Learning Latent Action World Models In The Wild
Authors: Quentin Garrido, Tushar Nagarajan, Basile Terver, Nicolas Ballas, Yann LeCun, Michael Rabbat
Paper: https://arxiv.org/abs/2601.05230
TL;DR
WHAT was done? The authors successfully trained Latent Action Models (LAMs) on uncurated, in-the-wild video data (YouTube-Temporal-1B) without action labels. Crucially, they demonstrate that continuous latent spaces (regularized via sparsity or noise) significantly outperform the standard Vector Quantization (VQ) approaches used in prior work like Genie when dealing with complex, real-world scene dynamics.
WHY it matters? This work removes the reliance on massive action-labeled datasets or narrow simulation environments for training World Models. By training a lightweight “controller” to map real robot actions to these learned latent actions, the authors show that a model learned purely from YouTube videos can achieve planning performance on robotics tasks (DROID, RECON) comparable to models trained with ground-truth actions, effectively unlocking the internet as a training source for robotic control.
Details
The In-the-Wild Bottleneck
The current trajectory of World Model research faces a significant data bottleneck: while we have abundant video data, we lack corresponding action labels. Previous attempts to learn “latent actions” (inferring the action that caused a transition between frames) have largely been restricted to low-entropy environments like video games or fixed-arm robotics. When applied to “in-the-wild” video, the definition of an action becomes ambiguous. Is the “action” the camera moving, a person entering the frame, or leaves rustling in the wind?

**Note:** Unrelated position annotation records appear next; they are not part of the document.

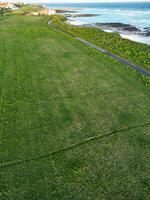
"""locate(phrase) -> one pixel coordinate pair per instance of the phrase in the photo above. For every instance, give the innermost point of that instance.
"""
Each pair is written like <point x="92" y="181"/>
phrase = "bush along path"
<point x="126" y="51"/>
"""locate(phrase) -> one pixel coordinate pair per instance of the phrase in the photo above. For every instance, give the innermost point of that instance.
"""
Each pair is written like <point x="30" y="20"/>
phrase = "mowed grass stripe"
<point x="87" y="140"/>
<point x="39" y="71"/>
<point x="57" y="93"/>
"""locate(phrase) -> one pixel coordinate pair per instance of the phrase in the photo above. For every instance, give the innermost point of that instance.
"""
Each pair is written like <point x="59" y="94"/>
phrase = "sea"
<point x="136" y="14"/>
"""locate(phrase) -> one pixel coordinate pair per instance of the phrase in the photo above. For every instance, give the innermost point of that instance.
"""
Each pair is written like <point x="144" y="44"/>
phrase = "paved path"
<point x="138" y="68"/>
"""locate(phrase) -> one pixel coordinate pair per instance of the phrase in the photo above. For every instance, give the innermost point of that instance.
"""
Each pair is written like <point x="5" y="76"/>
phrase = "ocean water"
<point x="135" y="14"/>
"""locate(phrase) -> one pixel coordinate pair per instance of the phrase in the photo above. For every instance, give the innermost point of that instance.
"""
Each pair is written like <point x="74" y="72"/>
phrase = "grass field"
<point x="81" y="118"/>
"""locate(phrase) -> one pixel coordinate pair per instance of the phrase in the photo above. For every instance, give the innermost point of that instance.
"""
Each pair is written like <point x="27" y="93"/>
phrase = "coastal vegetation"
<point x="74" y="123"/>
<point x="135" y="52"/>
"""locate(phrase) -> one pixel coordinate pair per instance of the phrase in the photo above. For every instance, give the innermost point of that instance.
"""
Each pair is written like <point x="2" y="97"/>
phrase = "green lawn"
<point x="55" y="93"/>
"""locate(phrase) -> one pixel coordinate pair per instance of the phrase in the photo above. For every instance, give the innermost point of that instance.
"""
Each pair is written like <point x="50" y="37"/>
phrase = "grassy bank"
<point x="134" y="52"/>
<point x="55" y="93"/>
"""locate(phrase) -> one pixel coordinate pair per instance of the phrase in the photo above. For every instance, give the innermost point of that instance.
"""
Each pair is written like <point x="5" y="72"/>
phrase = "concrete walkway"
<point x="137" y="68"/>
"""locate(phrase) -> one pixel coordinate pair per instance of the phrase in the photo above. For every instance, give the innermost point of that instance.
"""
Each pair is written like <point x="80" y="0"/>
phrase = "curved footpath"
<point x="138" y="68"/>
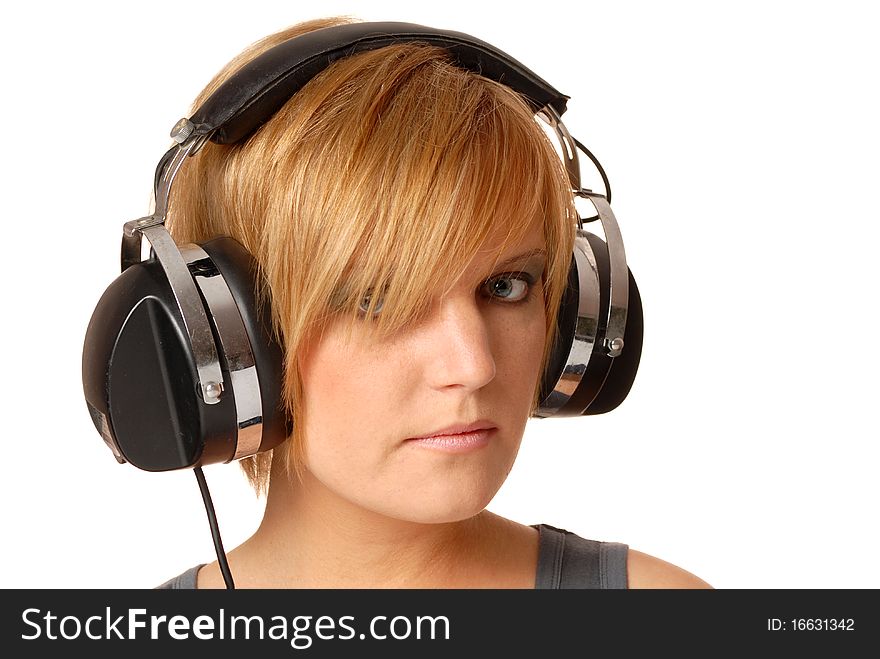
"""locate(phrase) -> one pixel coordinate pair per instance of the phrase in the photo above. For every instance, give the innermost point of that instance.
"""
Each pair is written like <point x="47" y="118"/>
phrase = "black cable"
<point x="215" y="530"/>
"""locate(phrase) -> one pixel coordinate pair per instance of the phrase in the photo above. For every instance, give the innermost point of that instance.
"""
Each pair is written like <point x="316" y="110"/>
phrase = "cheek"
<point x="344" y="402"/>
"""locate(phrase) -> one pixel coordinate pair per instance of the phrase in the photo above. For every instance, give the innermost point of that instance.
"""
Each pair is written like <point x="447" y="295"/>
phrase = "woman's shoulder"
<point x="646" y="571"/>
<point x="570" y="560"/>
<point x="183" y="581"/>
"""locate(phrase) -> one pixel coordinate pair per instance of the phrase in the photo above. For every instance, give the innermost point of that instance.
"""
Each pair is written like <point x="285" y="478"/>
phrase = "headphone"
<point x="180" y="367"/>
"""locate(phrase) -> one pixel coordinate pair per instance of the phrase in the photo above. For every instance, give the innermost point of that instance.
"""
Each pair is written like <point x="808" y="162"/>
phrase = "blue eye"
<point x="510" y="289"/>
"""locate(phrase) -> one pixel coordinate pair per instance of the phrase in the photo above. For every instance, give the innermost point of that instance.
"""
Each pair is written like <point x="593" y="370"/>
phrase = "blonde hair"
<point x="389" y="169"/>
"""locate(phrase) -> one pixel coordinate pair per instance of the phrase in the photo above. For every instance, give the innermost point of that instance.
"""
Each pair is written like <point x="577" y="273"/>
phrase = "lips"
<point x="459" y="429"/>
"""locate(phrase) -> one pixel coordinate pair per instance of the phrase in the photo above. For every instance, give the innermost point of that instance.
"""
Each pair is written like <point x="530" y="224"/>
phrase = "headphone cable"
<point x="215" y="530"/>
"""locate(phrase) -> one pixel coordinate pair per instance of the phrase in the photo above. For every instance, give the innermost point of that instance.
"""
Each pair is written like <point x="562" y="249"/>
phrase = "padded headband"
<point x="255" y="92"/>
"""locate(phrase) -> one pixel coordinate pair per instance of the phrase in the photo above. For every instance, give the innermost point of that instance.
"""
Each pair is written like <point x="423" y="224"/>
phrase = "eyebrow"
<point x="538" y="251"/>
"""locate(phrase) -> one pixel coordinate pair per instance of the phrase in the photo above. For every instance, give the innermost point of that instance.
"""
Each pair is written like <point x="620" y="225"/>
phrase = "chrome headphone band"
<point x="236" y="346"/>
<point x="185" y="295"/>
<point x="585" y="332"/>
<point x="618" y="284"/>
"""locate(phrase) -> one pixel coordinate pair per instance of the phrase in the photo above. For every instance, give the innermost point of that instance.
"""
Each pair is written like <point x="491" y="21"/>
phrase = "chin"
<point x="445" y="510"/>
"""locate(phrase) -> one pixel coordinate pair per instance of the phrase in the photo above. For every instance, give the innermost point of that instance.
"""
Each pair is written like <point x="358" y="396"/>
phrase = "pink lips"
<point x="458" y="439"/>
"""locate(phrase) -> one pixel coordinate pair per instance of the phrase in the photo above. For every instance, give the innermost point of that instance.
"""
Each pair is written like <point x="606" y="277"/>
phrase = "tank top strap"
<point x="566" y="560"/>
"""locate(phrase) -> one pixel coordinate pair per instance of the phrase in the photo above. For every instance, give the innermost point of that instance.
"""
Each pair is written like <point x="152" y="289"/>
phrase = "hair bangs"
<point x="458" y="166"/>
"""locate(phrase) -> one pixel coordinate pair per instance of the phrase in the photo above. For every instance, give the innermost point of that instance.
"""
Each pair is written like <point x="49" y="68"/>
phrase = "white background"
<point x="742" y="145"/>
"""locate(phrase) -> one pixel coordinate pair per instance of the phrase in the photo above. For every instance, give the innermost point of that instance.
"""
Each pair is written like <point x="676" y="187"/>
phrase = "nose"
<point x="461" y="346"/>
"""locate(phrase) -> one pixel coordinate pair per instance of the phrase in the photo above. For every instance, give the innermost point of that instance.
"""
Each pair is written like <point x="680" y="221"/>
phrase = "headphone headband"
<point x="255" y="92"/>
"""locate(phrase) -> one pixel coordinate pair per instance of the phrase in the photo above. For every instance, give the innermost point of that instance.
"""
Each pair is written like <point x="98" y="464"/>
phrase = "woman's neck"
<point x="310" y="538"/>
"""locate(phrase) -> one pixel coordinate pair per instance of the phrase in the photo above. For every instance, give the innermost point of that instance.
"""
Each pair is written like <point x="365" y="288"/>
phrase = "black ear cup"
<point x="140" y="378"/>
<point x="580" y="377"/>
<point x="242" y="274"/>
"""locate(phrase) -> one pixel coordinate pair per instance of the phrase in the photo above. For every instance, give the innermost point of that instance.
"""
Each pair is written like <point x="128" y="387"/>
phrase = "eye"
<point x="510" y="288"/>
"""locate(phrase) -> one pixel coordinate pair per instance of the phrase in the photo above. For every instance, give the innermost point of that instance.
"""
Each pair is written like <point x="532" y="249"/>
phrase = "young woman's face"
<point x="477" y="357"/>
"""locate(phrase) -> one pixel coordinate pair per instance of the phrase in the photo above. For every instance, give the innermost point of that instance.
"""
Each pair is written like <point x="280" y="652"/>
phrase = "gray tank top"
<point x="565" y="560"/>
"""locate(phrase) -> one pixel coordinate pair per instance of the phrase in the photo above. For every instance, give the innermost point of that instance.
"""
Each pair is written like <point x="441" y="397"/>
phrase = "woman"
<point x="415" y="228"/>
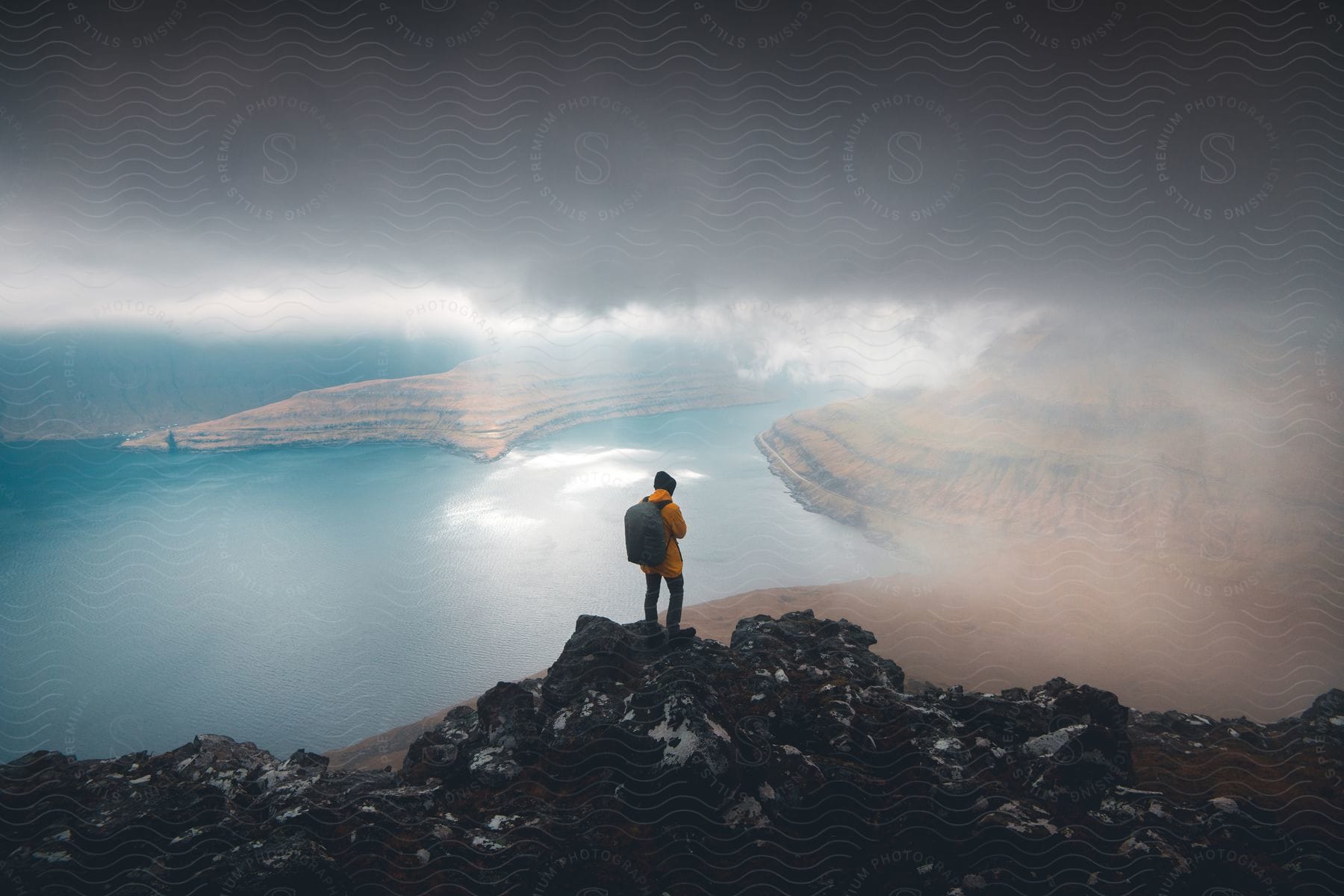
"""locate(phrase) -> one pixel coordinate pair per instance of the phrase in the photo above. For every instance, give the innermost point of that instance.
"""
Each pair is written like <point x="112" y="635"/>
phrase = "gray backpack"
<point x="645" y="538"/>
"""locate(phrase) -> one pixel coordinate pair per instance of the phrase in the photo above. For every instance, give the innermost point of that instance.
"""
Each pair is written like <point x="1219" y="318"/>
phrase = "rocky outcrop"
<point x="791" y="761"/>
<point x="482" y="408"/>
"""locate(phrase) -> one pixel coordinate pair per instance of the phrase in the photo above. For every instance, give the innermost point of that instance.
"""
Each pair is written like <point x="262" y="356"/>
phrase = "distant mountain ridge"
<point x="482" y="408"/>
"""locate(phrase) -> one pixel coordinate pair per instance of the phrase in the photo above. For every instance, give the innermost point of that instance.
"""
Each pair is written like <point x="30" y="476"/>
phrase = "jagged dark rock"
<point x="791" y="761"/>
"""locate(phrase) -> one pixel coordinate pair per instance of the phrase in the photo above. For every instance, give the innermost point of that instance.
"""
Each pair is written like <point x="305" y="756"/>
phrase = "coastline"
<point x="944" y="632"/>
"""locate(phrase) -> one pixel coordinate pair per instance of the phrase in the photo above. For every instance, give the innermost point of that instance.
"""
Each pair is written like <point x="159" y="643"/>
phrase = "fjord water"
<point x="314" y="597"/>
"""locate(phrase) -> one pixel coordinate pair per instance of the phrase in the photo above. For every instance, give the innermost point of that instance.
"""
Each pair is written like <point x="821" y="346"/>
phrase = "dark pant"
<point x="651" y="598"/>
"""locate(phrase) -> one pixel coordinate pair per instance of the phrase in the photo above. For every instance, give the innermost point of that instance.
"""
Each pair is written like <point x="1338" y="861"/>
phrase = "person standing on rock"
<point x="671" y="567"/>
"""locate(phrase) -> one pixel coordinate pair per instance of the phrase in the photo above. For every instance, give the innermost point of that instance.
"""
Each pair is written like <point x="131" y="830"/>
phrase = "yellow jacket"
<point x="675" y="526"/>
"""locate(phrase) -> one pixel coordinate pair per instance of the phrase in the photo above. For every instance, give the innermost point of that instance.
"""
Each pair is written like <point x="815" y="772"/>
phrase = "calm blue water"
<point x="314" y="597"/>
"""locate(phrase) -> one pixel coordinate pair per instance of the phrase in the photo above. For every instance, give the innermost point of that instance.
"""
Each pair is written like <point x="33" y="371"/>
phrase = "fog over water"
<point x="1068" y="276"/>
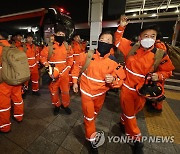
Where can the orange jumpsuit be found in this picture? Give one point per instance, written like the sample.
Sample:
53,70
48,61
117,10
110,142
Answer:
8,92
32,53
77,49
63,60
136,67
93,86
162,46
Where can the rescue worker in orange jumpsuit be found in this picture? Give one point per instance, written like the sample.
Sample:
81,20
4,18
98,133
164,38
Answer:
96,80
137,66
63,60
78,47
156,107
19,44
8,93
32,53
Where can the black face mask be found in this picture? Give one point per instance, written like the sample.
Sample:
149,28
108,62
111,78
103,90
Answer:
59,39
104,48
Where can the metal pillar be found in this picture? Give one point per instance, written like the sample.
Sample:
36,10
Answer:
176,31
95,21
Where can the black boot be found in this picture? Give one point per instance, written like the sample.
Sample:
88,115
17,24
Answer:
66,109
138,148
56,110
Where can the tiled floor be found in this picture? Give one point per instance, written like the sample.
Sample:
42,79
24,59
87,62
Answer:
43,133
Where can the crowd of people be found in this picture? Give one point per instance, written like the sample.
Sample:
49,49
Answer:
92,72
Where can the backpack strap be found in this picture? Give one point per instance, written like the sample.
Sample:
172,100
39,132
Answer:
89,56
157,58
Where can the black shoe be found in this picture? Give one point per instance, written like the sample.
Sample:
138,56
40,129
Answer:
93,150
24,95
56,110
36,93
66,109
122,127
138,148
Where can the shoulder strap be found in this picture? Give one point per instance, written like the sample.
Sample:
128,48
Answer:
157,58
133,49
87,62
50,51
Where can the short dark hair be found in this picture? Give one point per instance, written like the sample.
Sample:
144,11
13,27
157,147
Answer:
59,28
153,27
107,32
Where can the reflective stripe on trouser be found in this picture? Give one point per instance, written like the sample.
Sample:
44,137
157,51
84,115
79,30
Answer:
91,107
18,104
63,84
34,78
131,104
7,93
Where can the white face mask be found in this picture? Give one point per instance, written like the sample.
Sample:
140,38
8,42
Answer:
147,42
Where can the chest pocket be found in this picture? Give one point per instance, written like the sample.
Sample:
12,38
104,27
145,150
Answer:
140,63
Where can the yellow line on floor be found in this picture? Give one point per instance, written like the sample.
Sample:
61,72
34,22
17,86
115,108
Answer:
164,124
172,94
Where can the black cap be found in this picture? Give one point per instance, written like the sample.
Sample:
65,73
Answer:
4,34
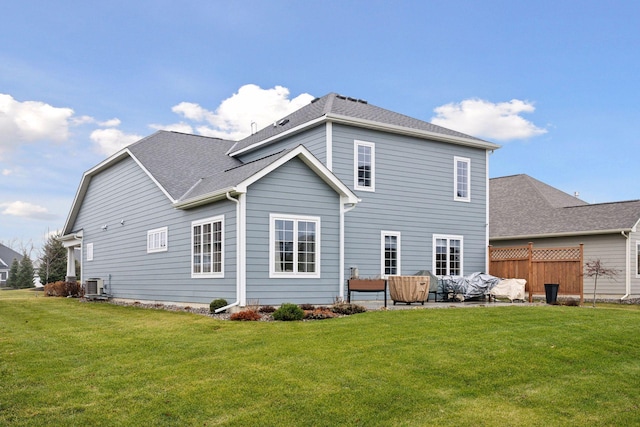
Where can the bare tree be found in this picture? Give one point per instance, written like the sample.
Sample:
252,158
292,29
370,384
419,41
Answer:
595,269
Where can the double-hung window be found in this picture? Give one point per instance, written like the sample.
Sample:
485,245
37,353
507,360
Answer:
462,179
364,166
157,240
295,246
447,255
390,250
207,247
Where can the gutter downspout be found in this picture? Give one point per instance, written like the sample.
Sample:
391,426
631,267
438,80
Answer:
343,211
240,253
627,274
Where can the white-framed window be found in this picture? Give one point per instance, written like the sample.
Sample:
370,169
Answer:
157,240
390,253
364,166
207,247
462,179
447,255
294,246
89,250
637,258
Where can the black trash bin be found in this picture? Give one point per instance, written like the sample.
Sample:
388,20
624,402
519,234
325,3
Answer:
551,292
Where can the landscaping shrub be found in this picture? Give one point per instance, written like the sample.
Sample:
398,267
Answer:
288,311
217,303
267,309
63,289
319,313
347,308
246,315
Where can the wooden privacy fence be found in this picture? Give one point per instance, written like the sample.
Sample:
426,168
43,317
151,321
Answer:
539,266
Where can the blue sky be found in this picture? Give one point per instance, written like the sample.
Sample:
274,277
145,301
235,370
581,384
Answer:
554,82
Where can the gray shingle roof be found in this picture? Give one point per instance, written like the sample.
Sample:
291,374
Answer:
230,177
521,206
177,160
338,105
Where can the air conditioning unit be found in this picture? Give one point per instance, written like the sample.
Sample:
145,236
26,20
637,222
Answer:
95,286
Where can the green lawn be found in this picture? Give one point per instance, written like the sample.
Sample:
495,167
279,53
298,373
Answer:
63,362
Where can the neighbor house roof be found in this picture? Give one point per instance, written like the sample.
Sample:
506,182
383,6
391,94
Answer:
356,112
523,207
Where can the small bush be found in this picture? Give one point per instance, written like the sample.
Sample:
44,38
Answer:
250,315
347,308
63,289
267,309
319,314
217,303
288,311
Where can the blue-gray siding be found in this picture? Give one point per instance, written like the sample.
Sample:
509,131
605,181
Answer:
413,195
293,189
125,193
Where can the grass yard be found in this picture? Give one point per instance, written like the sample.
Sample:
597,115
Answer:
67,363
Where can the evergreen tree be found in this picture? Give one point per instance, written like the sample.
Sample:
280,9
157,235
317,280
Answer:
53,261
25,273
13,274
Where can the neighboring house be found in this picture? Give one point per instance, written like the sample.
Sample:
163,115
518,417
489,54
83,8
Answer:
285,214
523,209
7,255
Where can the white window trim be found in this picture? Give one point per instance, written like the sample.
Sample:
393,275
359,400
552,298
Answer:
371,145
637,255
466,160
89,249
209,275
384,234
272,238
448,237
158,231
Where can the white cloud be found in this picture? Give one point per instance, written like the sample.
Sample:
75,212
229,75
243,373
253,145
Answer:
25,210
175,127
233,117
484,119
30,121
112,140
115,122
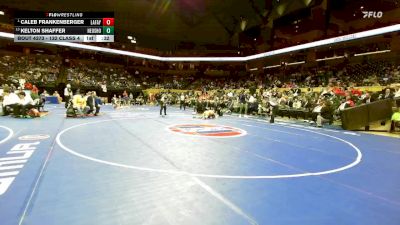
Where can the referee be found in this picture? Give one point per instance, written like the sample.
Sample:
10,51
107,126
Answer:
163,104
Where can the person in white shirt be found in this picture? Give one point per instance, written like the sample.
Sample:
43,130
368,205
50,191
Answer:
10,101
25,104
297,104
182,102
67,94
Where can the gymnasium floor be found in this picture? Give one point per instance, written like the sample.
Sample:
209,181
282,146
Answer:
131,166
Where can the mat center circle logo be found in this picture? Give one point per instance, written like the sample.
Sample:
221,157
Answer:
207,130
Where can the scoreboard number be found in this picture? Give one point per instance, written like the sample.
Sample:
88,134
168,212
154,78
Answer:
108,30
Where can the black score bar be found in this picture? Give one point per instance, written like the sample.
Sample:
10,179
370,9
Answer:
55,15
59,22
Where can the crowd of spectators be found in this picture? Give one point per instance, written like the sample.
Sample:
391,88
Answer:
32,69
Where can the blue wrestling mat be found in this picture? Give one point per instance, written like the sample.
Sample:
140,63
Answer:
131,166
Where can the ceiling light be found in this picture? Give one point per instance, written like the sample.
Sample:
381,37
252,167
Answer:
268,67
371,53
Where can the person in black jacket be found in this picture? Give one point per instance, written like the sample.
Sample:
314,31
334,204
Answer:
326,114
92,103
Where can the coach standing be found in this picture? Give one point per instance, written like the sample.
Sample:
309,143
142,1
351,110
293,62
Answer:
67,94
163,104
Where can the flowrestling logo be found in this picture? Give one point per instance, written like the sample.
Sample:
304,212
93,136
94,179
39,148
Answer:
372,14
207,130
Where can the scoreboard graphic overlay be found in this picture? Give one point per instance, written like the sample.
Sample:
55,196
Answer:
32,26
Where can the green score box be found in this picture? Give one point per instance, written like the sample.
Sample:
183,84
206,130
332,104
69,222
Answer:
108,30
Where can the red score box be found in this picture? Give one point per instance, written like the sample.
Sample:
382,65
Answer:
108,21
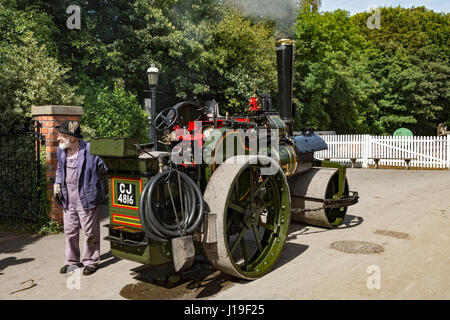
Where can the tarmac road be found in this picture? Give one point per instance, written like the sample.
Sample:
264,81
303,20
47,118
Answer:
394,244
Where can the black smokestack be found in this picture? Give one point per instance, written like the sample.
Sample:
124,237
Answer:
285,63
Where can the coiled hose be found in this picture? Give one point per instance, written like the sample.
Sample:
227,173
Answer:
191,206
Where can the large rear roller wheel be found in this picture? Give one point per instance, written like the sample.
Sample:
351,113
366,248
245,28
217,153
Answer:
252,216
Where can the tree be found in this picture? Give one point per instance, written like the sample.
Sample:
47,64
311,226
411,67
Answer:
29,76
328,96
112,113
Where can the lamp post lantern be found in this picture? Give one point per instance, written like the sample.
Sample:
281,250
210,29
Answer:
153,77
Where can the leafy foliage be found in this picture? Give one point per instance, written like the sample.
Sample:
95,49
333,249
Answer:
112,113
29,76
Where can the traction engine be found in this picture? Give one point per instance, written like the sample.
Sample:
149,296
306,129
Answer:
220,185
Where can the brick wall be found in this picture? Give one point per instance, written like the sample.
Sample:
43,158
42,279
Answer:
51,117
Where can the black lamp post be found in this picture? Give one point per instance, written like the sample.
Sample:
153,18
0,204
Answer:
153,77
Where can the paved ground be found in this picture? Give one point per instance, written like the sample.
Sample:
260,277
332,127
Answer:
404,216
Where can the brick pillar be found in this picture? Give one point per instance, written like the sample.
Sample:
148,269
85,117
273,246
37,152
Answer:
51,117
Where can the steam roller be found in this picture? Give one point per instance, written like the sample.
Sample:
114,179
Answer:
227,187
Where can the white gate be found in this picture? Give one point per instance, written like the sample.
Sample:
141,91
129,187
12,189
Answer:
420,152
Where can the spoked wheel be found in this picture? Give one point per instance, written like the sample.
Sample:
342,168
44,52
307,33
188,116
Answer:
252,208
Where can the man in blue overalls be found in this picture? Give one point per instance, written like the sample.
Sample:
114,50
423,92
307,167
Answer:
79,189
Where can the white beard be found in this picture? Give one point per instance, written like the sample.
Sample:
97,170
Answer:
65,145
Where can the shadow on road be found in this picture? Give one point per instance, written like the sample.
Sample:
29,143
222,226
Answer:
298,229
162,283
12,261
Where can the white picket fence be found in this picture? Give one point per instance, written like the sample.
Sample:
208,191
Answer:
424,152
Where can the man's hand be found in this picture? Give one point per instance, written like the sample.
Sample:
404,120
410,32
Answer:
57,193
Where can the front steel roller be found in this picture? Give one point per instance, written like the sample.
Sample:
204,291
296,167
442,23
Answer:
309,190
252,208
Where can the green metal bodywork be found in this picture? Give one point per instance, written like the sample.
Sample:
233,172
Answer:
125,166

The authors propose that the standard architectural solution to this ambiguity—discretizing the action space via Vector Quantization (VQ)—is insufficient for natural video. VQ bottlenecks tend to collapse detailed motion into generic “blobs” or fail to capture subtle dynamics. This paper challenges that orthodoxy, providing a rigorous empirical study showing that continuous latent actions, when properly constrained, provide the necessary expressivity to model the messy reality of open-world video while remaining controllable.